Wouldn’t really be possible would it?
What you fear and what I have proposed are somewhere near opposite ends of the spectrum, so why you are directing your angst towards me is a bit of a mystery.
Nothing in my proposal would stop you from working as hard as you like or charging a market price for it and getting as rich as you could, owning guns or speaking your mind. You could even carry-on being rude and making foolish assumptions if you like.
“You say my argument is as old as …” but you are not even addressing my argument. You seem to be merely regurgitating your own fears and projecting them onto my proposal. If you live in the USA then you certainly have some reasons to think the present government might try to do what you fear, but as far as this online HotAir thread goes, you are fighting a bogey man who exists only in your own imagination.
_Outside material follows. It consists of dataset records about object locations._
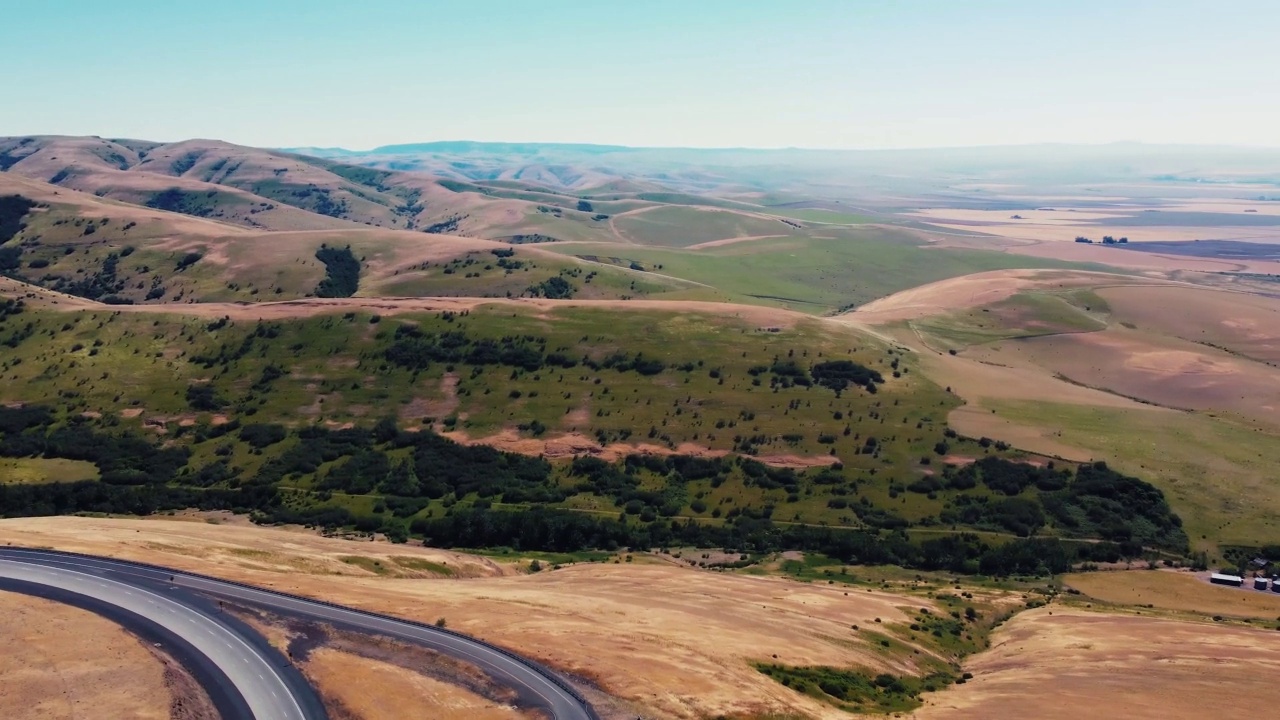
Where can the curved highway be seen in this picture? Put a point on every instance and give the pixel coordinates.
(164, 596)
(256, 679)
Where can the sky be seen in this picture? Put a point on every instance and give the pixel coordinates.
(688, 73)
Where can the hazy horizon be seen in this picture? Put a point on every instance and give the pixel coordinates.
(716, 74)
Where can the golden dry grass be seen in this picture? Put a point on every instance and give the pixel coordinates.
(974, 291)
(1164, 370)
(1247, 324)
(1055, 664)
(48, 671)
(677, 641)
(1184, 592)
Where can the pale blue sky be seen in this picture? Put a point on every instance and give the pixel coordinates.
(713, 73)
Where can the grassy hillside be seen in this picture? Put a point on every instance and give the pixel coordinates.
(117, 253)
(342, 413)
(1168, 381)
(817, 273)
YiZhangZhe on May 5, 2009 at 1:55 AM
Because, you idiot, you state in point 2 of your original post that the government should have the power to limit the amount of wealth that any “citizen” can accumulate.
The rest of the items follow by extension from your willingness to prevent the corruption of a few by punishing the property rights of everyone. If you are going to use a sledgehammer to kill the first fly, it is reasonable to assume that you would follow the same logic to kill others.
Here is your point 2 again, because you can’t seem to recall what you wrote yourself:
And yet you claim:
You are going to limit company ownership, land ownership,and inheritance rights, but I can still get as rich as I like? Really? I can haz cash, but I can’t buy land or companies with it, and I can’t will it to whomever I choose? Gee, that’s mighty white of you.
Or maybe that’s an Obamaism: “as rich as I could” meaning “as rich as you’re willing to let me get.”
What interpretation — other than you will limit individual company ownership, land ownership, and ability to pass on your estate as you choose — do you intend when you state that you will “require big changes” in order to prevent the accumulation of power?
You don’t even understand your own arguments, so I really don’t expect you to understand mine.